Abstract: Network service providers have to cope with the growing on-demand need from end-users as well as the diversity of usage. The softwerization and cloudification of the network components offer an interesting solution to achieve the agility necessary to dynamically match the requirement with the level of resource consumption. This materializes with the deployment of Network Functions Virtualization (NFV) where Virtual Network Functions (VNFs) may be chained together to create network services. This paper explores important design and architectural issues related to this approach. We study the resource allocation problem in an NFV system for minimizing its cost under constraints on interconnectivity among VNFs, system resources, and service requirements. We formalize the problem in a comprehensive manner taking into account a broad set of relevant parameters. The static (offline) and dynamic (online) cases are considered. We propose and analyze three heuristic algorithms: two for handling large dimensions of the offline problem and one designed to address the online scenario. The evaluation shows that our solutions outperform the state of the art  with respect to critical performance index. Finally, we focus on the online scenario, evaluate the impact of migrating a set of running demands, and propose a simple migration technique.

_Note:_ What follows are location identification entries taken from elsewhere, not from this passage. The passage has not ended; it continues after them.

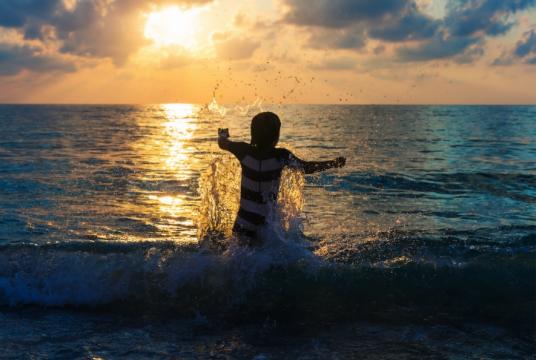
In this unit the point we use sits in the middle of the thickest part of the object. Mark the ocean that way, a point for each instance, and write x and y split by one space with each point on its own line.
114 225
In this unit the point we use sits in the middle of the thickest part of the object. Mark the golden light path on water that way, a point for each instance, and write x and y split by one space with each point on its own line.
169 159
178 129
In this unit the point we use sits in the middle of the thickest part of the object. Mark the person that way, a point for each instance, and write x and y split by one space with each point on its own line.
262 163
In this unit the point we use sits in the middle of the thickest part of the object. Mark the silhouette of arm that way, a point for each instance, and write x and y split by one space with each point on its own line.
237 148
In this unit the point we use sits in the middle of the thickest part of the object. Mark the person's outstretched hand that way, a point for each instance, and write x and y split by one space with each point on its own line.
340 161
223 133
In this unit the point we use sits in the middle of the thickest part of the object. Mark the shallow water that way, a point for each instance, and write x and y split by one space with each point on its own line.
426 238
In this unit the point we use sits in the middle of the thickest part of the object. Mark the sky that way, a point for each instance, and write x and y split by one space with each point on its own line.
269 51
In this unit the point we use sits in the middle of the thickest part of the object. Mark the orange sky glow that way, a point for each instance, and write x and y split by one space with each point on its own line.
280 51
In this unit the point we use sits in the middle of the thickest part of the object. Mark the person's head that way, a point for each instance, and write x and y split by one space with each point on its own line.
265 128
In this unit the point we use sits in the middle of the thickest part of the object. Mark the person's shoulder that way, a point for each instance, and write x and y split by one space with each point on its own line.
283 153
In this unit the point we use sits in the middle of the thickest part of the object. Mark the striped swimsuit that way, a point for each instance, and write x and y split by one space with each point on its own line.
261 173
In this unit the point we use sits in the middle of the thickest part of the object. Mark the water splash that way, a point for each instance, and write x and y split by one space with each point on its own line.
243 110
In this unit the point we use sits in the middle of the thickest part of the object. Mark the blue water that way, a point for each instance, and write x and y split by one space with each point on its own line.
422 246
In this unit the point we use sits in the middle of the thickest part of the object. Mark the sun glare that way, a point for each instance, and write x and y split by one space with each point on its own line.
171 26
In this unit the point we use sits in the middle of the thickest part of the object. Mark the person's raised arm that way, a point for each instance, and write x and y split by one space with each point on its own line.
237 148
223 139
310 167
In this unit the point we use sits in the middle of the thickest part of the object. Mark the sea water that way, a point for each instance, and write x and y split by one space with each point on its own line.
422 246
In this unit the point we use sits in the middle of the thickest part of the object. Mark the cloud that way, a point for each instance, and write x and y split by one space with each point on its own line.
438 48
14 59
459 35
87 28
489 17
524 50
351 38
338 13
464 30
336 63
234 47
527 46
411 25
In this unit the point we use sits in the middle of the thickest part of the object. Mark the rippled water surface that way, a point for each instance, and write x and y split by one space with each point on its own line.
425 238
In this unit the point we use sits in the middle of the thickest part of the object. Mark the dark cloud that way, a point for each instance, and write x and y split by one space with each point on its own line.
14 59
338 13
351 38
459 35
490 17
527 46
408 25
438 48
92 28
464 29
338 63
393 21
525 50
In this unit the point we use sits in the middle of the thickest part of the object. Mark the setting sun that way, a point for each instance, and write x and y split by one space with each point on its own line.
171 26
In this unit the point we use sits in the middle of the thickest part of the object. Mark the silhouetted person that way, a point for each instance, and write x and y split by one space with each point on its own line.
262 164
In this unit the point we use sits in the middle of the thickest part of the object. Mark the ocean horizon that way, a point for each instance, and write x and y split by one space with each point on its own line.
115 223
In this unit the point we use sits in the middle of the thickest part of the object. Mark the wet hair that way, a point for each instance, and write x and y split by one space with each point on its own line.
265 128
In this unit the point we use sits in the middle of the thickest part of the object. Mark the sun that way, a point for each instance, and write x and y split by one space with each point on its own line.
171 26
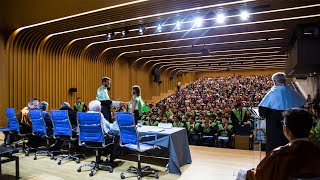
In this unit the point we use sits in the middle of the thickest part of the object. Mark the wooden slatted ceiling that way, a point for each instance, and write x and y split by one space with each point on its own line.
59 43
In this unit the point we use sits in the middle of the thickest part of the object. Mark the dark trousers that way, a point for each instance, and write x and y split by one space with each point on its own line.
275 136
136 116
105 110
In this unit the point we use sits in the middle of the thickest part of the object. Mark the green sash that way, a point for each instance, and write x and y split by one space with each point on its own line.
236 113
80 106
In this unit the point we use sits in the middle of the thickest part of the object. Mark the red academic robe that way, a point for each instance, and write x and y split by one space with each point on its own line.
294 160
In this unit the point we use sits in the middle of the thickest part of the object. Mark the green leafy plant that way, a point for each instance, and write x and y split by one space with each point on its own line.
315 134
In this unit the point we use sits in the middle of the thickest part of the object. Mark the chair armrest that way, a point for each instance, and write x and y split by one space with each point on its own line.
109 137
146 136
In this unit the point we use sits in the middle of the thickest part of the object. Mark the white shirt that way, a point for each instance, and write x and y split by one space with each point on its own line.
104 123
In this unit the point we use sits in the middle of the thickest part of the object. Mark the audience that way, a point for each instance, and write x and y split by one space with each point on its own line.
207 101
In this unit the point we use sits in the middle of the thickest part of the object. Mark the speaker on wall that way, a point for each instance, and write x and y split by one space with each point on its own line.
72 90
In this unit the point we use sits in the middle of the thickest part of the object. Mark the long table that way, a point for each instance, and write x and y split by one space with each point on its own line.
175 140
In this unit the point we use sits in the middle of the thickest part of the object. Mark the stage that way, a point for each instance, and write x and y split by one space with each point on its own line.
207 162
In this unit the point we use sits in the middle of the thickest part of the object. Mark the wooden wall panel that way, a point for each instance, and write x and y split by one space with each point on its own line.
41 70
238 72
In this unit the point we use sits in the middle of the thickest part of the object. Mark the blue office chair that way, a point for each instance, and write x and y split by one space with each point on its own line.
91 136
14 127
39 129
129 138
62 130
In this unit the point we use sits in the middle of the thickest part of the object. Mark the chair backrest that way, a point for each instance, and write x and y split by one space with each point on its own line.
90 129
127 128
12 119
61 123
38 124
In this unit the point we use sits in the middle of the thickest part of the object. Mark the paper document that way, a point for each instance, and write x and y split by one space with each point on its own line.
156 130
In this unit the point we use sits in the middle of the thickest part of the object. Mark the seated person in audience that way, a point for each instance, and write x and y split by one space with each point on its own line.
80 106
239 115
194 130
151 122
71 113
208 130
298 159
177 122
219 117
164 120
225 130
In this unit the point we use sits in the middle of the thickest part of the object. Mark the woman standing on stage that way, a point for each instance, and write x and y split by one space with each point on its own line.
137 105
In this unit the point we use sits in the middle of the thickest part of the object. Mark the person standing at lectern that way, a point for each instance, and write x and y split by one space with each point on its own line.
281 97
104 98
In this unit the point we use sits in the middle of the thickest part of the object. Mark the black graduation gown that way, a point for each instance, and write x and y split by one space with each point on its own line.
274 135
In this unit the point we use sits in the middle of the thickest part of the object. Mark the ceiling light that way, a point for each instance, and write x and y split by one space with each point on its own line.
178 25
220 18
198 22
142 29
110 35
159 28
244 15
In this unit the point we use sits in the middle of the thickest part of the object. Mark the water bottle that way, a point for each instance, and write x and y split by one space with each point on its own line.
139 124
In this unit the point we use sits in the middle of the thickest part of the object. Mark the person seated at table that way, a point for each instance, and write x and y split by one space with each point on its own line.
298 159
208 130
35 141
24 118
177 122
225 130
151 122
194 130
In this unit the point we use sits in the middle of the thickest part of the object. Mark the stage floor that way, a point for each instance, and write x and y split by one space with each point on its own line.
207 163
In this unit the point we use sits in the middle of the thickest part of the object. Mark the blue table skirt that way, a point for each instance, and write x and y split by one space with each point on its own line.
176 140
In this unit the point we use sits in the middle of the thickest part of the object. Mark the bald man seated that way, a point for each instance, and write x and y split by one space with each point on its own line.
300 158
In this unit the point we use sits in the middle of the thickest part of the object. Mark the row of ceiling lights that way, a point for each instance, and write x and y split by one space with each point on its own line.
198 22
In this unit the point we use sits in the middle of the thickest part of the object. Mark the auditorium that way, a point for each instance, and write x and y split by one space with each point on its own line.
158 89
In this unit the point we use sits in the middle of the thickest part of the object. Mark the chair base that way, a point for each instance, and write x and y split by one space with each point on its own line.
140 172
43 152
96 166
74 157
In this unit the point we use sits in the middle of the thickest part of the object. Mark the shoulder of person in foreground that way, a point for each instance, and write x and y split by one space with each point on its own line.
269 165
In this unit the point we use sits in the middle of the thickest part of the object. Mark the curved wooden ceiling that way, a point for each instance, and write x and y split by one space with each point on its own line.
260 42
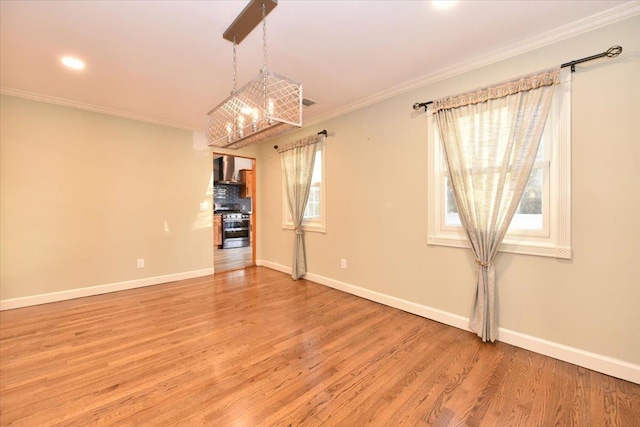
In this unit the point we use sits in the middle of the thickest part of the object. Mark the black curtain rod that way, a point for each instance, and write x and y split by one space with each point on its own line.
612 52
322 132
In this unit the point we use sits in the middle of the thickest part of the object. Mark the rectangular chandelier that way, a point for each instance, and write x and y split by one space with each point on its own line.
267 106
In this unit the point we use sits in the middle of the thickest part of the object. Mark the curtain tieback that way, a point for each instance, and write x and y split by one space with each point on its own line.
483 264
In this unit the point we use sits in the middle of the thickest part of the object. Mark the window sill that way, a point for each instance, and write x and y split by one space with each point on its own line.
546 249
312 227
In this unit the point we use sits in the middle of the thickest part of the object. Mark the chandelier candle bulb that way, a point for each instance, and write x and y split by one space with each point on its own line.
256 118
240 126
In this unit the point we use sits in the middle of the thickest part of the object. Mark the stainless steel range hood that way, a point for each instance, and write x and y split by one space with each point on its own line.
225 171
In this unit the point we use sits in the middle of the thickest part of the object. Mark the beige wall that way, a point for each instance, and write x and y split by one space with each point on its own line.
377 207
83 195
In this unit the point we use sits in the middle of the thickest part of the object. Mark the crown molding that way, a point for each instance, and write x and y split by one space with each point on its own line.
581 26
33 96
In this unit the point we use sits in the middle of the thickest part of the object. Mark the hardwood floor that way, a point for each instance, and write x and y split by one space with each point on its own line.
231 259
254 348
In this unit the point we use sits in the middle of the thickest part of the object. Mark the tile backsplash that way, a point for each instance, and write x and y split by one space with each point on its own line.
229 195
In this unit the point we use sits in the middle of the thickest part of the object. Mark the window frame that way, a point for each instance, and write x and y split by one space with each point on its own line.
554 240
315 224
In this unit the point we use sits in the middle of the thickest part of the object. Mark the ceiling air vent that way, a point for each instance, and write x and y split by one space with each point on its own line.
307 102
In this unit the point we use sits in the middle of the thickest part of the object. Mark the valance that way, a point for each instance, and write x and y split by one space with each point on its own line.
309 140
547 77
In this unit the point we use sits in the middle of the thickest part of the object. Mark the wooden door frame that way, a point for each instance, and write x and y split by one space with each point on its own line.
254 202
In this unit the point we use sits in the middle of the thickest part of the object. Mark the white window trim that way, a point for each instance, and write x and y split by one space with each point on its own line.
314 225
557 242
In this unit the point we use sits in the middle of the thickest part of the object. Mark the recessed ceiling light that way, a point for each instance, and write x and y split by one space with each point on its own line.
443 4
71 62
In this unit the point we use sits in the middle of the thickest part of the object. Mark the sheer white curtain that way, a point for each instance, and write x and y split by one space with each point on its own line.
490 139
297 159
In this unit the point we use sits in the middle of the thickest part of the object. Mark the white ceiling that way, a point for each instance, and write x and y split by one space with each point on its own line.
166 61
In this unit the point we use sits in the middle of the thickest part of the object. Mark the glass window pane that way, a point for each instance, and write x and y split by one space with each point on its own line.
528 216
451 213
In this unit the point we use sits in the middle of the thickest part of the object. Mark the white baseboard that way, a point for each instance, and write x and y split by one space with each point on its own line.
12 303
596 362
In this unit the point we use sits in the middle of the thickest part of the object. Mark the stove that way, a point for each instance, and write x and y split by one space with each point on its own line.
236 229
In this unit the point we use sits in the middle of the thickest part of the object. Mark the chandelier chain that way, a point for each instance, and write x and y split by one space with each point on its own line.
264 61
234 66
264 36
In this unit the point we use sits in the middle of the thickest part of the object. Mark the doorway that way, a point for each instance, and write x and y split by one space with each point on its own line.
234 212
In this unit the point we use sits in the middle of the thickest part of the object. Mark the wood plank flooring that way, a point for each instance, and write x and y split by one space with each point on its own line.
231 259
254 348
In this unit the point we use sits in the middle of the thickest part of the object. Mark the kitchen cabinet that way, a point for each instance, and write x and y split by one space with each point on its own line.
217 230
246 178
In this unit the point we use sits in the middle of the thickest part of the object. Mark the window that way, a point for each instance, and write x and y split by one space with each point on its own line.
314 214
542 223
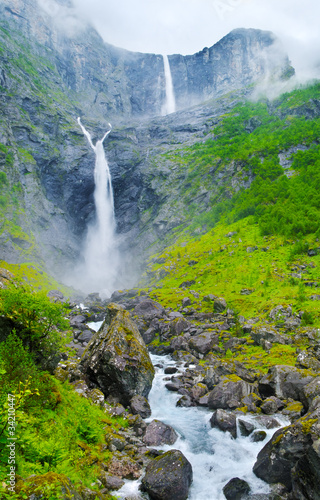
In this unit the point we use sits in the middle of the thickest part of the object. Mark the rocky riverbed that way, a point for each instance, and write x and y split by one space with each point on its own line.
113 367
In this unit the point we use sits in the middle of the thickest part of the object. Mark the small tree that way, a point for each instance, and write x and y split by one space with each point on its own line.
36 319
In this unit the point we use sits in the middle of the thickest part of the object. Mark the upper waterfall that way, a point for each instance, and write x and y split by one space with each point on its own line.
100 252
170 104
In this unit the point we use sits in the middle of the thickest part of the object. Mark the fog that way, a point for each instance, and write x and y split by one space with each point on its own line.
186 26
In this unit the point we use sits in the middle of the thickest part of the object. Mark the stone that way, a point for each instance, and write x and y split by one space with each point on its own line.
158 434
306 474
186 302
148 310
228 394
204 342
139 406
236 489
258 436
85 336
309 392
117 360
111 482
168 477
225 421
284 382
246 428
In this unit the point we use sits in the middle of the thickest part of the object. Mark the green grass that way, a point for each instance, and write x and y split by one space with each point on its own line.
225 268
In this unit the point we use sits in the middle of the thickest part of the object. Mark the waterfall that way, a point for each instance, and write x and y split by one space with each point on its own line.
100 252
214 455
170 104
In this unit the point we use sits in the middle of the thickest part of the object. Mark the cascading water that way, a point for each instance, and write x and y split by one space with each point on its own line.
101 258
214 455
170 104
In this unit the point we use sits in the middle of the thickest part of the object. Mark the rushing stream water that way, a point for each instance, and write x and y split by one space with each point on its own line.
215 457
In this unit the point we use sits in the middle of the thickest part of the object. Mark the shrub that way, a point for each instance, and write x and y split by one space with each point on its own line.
37 320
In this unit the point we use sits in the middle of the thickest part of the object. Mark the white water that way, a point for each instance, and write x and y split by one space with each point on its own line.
215 457
170 104
100 254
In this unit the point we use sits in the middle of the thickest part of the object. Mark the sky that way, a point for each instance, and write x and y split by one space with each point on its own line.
187 26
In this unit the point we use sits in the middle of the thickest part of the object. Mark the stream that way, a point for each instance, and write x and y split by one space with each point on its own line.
214 455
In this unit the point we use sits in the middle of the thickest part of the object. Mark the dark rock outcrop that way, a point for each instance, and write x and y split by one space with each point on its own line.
116 359
236 489
168 476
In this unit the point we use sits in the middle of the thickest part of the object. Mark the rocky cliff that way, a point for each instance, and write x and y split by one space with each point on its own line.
53 68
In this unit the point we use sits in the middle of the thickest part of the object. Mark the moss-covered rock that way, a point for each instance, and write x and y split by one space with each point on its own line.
117 359
168 476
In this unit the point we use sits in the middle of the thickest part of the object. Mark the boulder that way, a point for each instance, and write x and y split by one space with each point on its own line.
219 305
284 454
236 489
168 477
225 421
148 310
139 406
246 428
229 393
204 342
306 475
309 392
284 382
116 359
158 433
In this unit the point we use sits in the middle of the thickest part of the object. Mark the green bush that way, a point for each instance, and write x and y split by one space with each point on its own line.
38 321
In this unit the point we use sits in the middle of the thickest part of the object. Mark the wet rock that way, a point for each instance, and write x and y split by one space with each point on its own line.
178 326
276 462
168 477
111 482
284 382
236 489
185 402
198 391
158 433
170 370
306 359
204 342
228 394
267 422
271 405
258 436
186 302
148 310
124 467
117 360
139 406
309 392
306 475
246 428
219 305
225 421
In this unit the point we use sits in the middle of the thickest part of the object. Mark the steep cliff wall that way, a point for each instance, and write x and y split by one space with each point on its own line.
50 73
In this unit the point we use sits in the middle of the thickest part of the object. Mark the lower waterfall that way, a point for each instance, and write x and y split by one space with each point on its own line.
100 266
214 455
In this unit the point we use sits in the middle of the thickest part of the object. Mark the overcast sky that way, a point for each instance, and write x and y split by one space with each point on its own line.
187 26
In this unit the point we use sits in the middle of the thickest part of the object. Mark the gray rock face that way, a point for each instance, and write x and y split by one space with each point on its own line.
158 433
168 477
226 422
117 359
70 73
139 406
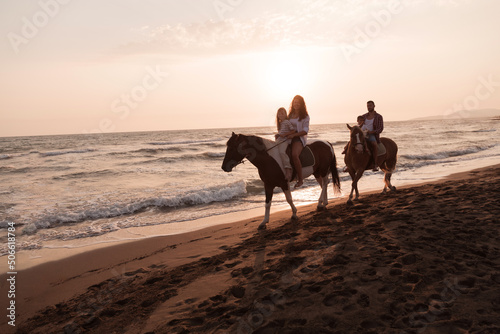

Softwerization of network components is a candidate to provide the agility requested by the increasing on-demand need of customers as well as the ability to gently match those needs with the resource consumption. This trend is achieved by using a cloud approach where virtualization techniques are intensively exploited. Although this trend is prevalent, it is still necessary to better understand the right level of abstraction and hence performance that will be made possible with this approach. NFV relying upon virtualization techniques should support network operators to meet the growing customer requirements while controlling capital and operational expenditures.
In order to enable such an agile solution, a network service can be decomposed into an ordered sequence of VNFs (Virtual Network Functions), which can run on several standard physical nodes. Therefore, the resources allocated to a VNF instance will impact the capacity and performance of the network service as a whole. This raises important issues related to NFV deployment such as: 1) How and where to locate and chain VNFs? 2) How to distribute resources to VNFs? and 3) What is the cost of NFV deployment in a network? Such problems are different from the VM placement optimization in cloud computing as VNFs are associated with a single network service. In this paper, we consider a joint problem of VNFs allocation upon service requests from users and routing paths for chaining them. We develop a comprehensive solution addressing the static and dynamic scenario, when taking into account the execution order of VNFs in a service demand with regard to resource constraints for nodes and links.
The major contributions of this paper are as follows:
• We formulate the optimization problem of VNF placement as a quadratic program (QP) solving multiple objectives including optimal service location and optimal routing among VNF instances of a network service, under both resource and traffic cost constraints, simultaneously optimizing the acceptance ratio of new demands. Both the static and dynamic problems are considered.
• We propose three efficient heuristics for large dimensions of the problem within an acceptable computation time.
• We evaluate our proposed solutions in various scenarios and compare it against the ProvisionTraffic (PT) algorithm  that illustrates the state of the art, as well as a Random Algorithm.
• We provide a cost comparison between a network relying on NFV and a network that does not use NFV and discuss some architectural implications.
• We also propose a simple migration technique for the dynamic problem.
The result provides guidelines for the percentage of traffic to be migrated in order to achieve the best gain. The rest of this paper is organized as follows. Section II reviews the related work. In Section III, we model the NFV system under study and formalize the NFV placement problem. We present our solutions in Section IV. In Section V, we validate the algorithms and discuss the results. Section VI concludes the paper.